Some of the biggest corporations in the U.S. collectively poured a massive $8 million into supporting election deniers running for House and Senate seats in the midterm elections.
The $8m contributed by the top 20 corporations was just a slice of overall corporate giving to election deniers in the 2022 cycle. An earlier analysis found that, in total, election deniers benefited to the tune of $65m from corporate interests.
Well-known companies including AT&T, Boeing, Delta Air Lines, and Home Depot funded candidates who falsely claimed that former president Donald Trump won the presidential election in 2020.
A study by the non-partisan government watchdog organization Accountable.US, based on the latest filings to the Federal Election Commission, reveals the extent to which big corporations were prepared to back Republican nominees despite their open peddling of false claims undermining confidence in democracy.
Many of the candidates were ultimately unsuccessful in their election bids.
The candidates included several prominent advocates of Trump’s lie that the 2020 presidential election had been stolen from him.
At the top of the list of 20 corporations backing election deniers through their political action committees (Pacs) is a familiar name in the world of rightwing agitating – Koch Industries.
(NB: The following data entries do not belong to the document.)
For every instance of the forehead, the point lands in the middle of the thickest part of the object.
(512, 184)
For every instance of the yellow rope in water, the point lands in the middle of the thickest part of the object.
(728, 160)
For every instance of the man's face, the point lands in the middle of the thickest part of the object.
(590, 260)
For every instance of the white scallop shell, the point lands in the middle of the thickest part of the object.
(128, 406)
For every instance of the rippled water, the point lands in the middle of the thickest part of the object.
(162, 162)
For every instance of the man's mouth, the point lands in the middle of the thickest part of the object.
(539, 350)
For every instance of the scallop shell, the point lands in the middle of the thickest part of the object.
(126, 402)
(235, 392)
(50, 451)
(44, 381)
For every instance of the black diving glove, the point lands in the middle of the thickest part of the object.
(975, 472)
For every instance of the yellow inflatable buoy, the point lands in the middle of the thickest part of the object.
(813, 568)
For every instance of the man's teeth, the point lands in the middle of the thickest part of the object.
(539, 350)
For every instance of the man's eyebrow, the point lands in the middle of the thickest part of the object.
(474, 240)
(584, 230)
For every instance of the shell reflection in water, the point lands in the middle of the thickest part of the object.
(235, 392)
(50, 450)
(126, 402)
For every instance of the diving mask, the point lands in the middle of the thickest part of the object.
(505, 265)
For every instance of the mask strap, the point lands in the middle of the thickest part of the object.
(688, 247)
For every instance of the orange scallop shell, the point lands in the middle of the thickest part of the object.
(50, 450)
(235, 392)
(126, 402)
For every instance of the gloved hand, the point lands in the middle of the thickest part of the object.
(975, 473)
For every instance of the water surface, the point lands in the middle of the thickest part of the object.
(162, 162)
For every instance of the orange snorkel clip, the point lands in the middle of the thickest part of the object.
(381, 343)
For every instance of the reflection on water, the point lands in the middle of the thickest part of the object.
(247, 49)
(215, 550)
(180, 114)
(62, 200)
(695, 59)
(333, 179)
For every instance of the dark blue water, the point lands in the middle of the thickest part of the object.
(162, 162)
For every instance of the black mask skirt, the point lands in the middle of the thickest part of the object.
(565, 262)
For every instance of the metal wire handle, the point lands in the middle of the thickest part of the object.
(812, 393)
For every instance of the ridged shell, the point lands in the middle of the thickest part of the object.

It is the second-largest privately owned company in the U.S. It is notorious for using its profits, largely from oil, to push conservative politics in an anti-government, anti-regulatory direction under its owners.
According to the review, the Koch energy conglomerate spent $771,000 through its Pac on Republican candidates with a track record of casting doubt on elections.
Coming in close behind Koch is the American Crystal Sugar Company PAC. It spent a whopping $630,000 supporting election deniers running for federal office.
AT&T cellular network company’s Employee Federal PAC spent $579,000.
Home Depot’s PAC gave $578,000. Lower down on the list came media giant Comcast Corporation & NBC Universal and Delta Air Lines, whose PACs gave $365,000 and $278,000 respectively.
The new study suggests that top corporations that chose to use their financial muscle to enhance the chances of election deniers waged a non-too-successful gamble.